LG Energy Solution said the same day that, due to FBPS's exit from the battery business, it will terminate by mutual agreement the electric vehicle battery module supply contract signed in April last year. The termination amount is 3.9217 trillion won based on the exchange rate on the disclosure date, which is the remaining portion of the total $2.795 billion (about 4.04 trillion won) contract from April last year through the end of 2031, excluding the $110 million (about 160 billion won) already fulfilled. The final amount may change depending on final due diligence and exchange rates.

A rendering of the Arizona, U.S., plant producing 46-series cylindrical and lithium iron phosphate (LFP) energy storage system (ESS) batteries by LG Energy Solution/Courtesy of LG Energy Solution

The company's position is that, because this deal was to supply a "standardized battery module" producible on existing lines, there is no financial hit other than a reduction in backlog.

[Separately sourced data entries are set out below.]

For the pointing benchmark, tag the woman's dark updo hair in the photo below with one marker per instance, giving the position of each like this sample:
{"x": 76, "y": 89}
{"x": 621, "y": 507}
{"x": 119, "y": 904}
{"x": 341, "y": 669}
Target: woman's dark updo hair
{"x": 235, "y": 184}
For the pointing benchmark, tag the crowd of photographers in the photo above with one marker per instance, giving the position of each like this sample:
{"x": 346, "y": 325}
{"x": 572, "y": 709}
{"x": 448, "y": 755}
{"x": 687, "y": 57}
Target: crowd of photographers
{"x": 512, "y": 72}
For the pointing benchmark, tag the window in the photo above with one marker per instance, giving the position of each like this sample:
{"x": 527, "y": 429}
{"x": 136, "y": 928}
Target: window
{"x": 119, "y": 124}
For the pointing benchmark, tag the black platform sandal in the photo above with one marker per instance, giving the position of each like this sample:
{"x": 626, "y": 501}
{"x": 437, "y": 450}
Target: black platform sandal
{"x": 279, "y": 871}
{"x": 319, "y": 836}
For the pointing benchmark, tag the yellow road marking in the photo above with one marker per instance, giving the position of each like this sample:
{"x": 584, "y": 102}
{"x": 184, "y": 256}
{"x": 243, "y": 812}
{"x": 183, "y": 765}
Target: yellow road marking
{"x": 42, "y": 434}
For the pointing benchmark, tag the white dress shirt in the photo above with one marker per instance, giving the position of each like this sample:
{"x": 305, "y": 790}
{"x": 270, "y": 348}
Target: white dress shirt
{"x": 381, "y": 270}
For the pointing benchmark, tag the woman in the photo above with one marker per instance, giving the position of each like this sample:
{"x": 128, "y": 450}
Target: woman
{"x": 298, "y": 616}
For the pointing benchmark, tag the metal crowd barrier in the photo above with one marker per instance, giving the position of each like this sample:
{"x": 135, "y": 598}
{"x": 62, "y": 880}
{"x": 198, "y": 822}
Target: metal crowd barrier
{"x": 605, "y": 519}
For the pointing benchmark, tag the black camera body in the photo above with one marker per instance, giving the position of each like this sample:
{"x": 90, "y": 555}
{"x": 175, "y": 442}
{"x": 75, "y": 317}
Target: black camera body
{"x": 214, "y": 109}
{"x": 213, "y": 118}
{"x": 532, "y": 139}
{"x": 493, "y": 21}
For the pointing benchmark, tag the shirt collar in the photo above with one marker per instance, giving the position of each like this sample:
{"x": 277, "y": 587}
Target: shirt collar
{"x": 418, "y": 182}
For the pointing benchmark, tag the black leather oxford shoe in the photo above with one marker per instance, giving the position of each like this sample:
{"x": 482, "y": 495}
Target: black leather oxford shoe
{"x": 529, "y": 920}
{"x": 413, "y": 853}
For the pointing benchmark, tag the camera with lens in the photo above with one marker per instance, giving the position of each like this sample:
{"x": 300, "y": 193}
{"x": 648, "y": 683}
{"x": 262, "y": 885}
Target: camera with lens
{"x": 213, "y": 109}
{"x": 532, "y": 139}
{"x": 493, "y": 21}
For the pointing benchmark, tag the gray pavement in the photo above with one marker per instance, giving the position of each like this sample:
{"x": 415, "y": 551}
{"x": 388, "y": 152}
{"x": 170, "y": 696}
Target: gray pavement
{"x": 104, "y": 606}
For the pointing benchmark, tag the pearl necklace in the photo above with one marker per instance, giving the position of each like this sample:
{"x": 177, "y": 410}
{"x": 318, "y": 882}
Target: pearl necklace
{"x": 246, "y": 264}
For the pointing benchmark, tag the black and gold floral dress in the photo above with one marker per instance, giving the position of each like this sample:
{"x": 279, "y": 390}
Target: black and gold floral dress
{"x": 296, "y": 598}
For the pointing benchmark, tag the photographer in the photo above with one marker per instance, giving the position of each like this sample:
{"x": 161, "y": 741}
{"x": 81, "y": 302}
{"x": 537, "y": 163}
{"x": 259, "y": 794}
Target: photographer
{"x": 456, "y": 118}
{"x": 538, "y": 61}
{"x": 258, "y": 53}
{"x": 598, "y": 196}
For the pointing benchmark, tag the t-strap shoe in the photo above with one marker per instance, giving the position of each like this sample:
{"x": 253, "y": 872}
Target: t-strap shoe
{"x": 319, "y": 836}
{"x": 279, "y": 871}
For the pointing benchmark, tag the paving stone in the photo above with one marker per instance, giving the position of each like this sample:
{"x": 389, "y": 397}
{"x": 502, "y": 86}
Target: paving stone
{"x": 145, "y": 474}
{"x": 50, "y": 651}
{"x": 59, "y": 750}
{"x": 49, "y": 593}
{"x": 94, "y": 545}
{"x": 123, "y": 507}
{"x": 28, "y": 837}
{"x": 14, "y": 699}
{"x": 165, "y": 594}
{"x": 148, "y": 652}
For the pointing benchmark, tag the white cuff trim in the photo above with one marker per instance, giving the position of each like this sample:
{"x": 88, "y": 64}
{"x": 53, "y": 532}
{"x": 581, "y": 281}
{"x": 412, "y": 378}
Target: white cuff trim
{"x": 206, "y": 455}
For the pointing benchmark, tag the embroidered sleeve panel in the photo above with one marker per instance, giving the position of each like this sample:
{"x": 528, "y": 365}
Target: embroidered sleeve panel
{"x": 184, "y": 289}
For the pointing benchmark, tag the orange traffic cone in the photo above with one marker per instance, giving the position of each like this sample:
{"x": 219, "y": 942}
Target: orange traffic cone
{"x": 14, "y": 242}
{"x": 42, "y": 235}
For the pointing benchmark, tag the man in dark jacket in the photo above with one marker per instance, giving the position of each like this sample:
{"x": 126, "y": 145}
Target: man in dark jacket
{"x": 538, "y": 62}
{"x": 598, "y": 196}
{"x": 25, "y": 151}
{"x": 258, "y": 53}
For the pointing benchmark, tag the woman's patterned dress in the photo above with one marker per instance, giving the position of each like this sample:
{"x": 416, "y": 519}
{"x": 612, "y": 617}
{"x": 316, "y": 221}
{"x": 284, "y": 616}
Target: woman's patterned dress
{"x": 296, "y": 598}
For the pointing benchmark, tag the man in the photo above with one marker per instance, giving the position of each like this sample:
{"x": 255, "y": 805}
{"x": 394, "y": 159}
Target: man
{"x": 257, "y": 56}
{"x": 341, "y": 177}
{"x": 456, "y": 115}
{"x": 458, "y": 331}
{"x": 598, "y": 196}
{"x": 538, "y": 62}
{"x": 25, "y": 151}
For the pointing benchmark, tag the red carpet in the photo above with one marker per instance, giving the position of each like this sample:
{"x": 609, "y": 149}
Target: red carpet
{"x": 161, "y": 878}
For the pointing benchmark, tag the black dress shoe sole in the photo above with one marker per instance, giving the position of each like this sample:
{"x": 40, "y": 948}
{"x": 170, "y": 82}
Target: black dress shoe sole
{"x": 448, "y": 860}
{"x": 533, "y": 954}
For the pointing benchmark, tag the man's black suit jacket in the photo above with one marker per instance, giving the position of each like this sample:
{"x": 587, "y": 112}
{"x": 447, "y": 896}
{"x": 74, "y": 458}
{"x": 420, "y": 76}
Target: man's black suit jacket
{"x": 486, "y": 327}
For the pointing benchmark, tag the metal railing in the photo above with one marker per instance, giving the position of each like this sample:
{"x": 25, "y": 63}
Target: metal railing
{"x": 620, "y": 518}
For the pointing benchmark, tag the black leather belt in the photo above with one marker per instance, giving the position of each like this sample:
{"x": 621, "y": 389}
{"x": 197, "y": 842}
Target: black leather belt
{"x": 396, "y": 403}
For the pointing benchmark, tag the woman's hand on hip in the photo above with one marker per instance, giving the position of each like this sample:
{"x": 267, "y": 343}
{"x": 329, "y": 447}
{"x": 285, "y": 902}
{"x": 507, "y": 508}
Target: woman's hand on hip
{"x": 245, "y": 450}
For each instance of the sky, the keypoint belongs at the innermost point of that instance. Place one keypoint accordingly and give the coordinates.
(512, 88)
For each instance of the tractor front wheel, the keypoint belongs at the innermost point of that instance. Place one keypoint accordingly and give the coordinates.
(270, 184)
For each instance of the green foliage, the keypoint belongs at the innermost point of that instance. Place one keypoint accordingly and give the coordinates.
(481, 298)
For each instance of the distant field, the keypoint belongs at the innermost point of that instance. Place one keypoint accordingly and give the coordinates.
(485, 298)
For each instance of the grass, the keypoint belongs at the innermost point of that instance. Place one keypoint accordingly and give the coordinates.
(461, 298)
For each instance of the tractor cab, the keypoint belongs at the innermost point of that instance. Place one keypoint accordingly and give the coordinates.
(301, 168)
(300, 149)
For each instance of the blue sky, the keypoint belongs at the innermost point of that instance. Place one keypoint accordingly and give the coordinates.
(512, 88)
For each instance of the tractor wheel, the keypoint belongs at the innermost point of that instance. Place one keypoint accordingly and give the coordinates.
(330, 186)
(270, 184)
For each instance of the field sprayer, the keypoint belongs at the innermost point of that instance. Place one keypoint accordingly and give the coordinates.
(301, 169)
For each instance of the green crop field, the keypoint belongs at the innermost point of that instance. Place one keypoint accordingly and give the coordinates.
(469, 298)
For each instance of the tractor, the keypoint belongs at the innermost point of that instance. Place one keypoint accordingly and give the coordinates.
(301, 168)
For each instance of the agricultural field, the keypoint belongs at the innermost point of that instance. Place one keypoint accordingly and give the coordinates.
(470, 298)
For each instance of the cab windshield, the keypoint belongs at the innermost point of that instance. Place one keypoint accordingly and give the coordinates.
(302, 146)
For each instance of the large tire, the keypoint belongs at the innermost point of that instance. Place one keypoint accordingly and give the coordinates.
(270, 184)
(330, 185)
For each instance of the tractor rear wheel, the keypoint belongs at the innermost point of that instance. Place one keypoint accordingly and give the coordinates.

A LG Energy Solution official said, "Because no dedicated facility investment or customized R&D expense was made, there will be no investment loss or additional expense from the contract termination."

On the 17th, LG Energy Solution disclosed that it had terminated a 9.6 trillion won electric vehicle battery cell and module supply contract with U.S. automaker Ford. With the recent slump in the electric vehicle market, joint venture withdrawals and contract cancellations have been occurring frequently.

LG Energy Solution has decided to focus on reshaping its portfolio around profitability rather than maintaining backlog. It plans to reassess its customers and product portfolio and invest in growth areas such as ESS.

LG Energy Solution plans to convert its Michigan plant in the United States for ESS use this year and begin mass production in June next year. It also plans to convert lines at its joint-venture plants in Poland and Canada for ESS and mass-produce LFP batteries.

A company official said, "A standardized product lineup that can respond flexibly to market conditions and differentiated global manufacturing capacity are our core competitiveness," adding, "We will concentrate resources on future growth drivers such as ESS to build a robust business structure that is not swayed by external variables."